Aflatoxin B1, the most toxic of the aflatoxins, is toxic to various animals. Many of the other aflatoxins have been shown to be toxic or carcinogenic to different species of fish, mammals, and poultry. When cows eat feed containing aflatoxin, aflatoxin M1 and M2 is excreted in the milk. Although M1 and M2 are less toxic than the parent compounds B1 and B2, M1 retains its toxic and carcinogenic ability in many animals. M1 has also been detected in the urine of Philippine women who had consumed peanut butter containing aflatoxin.

Many commodities will support the growth of toxigenic strains, including various dairy products, bakery products, fruit juices, cereals, and forage crops.  Aflatoxins have been reported from a wide range of foods and animal feeds. Initially, it was considered that aflatoxin contamination was a problem of poor storage of commodities after harvest allowing the growth of storage fungi such as Aspergilli with consequent formation of mycotoxins.
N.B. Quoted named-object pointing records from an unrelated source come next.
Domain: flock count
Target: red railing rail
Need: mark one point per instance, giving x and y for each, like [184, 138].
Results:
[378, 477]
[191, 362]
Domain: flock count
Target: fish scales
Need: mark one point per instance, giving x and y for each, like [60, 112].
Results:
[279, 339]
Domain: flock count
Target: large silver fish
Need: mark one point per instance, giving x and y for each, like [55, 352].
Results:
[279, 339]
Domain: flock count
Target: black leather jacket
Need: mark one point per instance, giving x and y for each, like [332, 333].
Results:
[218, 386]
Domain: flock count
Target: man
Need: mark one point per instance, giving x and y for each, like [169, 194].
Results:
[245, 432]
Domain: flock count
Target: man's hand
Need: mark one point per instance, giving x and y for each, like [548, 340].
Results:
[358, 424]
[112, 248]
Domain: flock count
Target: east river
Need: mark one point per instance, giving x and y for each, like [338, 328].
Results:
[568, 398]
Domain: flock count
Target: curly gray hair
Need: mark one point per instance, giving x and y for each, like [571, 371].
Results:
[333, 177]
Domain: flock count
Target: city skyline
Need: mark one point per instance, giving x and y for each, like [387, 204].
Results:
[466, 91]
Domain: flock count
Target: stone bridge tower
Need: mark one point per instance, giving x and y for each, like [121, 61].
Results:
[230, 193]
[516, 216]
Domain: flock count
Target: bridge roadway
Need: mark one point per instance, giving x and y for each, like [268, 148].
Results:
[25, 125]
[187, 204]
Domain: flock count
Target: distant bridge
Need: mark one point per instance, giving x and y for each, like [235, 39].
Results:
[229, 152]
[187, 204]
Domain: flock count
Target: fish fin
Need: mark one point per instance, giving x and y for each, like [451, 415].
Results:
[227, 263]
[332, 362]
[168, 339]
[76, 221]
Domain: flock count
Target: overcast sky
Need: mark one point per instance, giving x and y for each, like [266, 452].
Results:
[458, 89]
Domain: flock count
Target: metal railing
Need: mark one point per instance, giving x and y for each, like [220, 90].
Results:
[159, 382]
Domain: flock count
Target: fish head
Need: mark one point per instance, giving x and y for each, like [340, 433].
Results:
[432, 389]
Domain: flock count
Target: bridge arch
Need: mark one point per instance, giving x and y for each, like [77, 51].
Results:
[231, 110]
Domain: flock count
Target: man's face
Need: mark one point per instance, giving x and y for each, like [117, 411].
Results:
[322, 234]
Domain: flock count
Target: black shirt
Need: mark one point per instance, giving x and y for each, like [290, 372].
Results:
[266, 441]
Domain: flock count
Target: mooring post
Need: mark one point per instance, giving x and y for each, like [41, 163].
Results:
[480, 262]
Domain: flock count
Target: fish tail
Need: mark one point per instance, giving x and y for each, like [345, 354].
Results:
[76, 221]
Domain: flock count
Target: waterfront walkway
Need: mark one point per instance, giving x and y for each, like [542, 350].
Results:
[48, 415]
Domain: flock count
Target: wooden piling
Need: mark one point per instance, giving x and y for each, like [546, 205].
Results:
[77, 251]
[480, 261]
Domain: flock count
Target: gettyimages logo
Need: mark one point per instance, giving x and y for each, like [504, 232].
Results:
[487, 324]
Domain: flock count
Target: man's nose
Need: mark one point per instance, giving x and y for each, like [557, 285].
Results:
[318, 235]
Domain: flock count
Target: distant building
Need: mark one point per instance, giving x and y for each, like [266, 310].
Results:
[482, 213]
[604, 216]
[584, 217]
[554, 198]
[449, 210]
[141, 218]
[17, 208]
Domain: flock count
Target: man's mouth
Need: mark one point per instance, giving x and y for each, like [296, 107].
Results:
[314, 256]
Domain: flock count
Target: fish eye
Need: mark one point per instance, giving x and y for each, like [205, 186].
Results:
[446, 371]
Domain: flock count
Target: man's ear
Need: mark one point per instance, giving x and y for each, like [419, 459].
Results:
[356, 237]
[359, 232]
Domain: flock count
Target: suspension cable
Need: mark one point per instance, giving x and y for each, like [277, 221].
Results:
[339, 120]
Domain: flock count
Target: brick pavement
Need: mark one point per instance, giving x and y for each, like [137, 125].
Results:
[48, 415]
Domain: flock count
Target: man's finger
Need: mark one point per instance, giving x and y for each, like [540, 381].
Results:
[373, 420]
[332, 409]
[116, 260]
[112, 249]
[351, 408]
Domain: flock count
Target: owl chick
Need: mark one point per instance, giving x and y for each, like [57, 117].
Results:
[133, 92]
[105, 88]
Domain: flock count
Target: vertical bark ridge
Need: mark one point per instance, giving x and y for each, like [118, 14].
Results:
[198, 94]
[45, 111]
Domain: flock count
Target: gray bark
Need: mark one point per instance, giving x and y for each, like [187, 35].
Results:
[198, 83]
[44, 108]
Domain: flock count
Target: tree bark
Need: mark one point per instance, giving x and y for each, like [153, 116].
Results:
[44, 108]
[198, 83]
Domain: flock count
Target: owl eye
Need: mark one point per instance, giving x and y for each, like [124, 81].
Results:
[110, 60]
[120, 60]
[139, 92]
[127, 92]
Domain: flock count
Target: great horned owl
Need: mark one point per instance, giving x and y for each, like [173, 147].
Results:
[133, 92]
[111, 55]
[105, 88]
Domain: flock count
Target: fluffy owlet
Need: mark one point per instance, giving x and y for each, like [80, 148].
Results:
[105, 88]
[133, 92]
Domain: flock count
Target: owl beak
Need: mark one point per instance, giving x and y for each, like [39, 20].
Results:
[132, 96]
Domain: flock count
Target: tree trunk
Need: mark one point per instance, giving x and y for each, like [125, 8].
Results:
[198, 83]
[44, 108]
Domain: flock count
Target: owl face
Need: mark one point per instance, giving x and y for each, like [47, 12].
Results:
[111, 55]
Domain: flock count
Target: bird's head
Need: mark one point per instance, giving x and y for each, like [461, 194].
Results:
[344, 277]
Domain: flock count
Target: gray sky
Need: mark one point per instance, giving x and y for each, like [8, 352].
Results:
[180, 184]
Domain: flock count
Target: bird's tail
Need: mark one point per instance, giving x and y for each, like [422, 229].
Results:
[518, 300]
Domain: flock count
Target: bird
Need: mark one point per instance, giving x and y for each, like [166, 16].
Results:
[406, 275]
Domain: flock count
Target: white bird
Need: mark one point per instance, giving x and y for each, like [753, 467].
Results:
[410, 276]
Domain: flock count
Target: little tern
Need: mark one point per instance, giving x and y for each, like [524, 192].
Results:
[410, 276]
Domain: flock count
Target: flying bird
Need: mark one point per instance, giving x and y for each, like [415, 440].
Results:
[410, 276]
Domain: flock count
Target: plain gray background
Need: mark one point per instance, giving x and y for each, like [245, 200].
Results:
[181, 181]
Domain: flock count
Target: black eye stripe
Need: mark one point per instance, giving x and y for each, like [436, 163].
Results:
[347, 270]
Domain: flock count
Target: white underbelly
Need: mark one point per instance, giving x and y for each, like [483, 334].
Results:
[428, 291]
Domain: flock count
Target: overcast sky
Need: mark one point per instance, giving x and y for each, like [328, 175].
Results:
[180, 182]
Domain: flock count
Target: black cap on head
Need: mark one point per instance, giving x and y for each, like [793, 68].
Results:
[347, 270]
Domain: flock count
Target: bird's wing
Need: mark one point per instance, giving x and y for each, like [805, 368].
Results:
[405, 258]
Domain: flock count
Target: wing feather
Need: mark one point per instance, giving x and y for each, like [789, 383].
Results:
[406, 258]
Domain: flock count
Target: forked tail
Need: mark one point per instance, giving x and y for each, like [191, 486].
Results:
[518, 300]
High humidity and warm temperatures can give rise to the highest levels of aflatoxin in food.

Aflatoxins can be produced in the growing crop before harvest also. Aflatoxigenic species of Aspergillus can establish an endophytic relationship with the healthy plant and produce low, but significant, amounts of aflatoxin when the plant is stressed, such as occurs during a drought.

It is assumed that a correlation is there between aflatoxin and liver cancer and liver damage in different parts of the world. Very young children may be exposed to aflatoxins even before they are weaned because mothers, consuming aflatoxin in their food, may secrete aflatoxin M1 in their milk.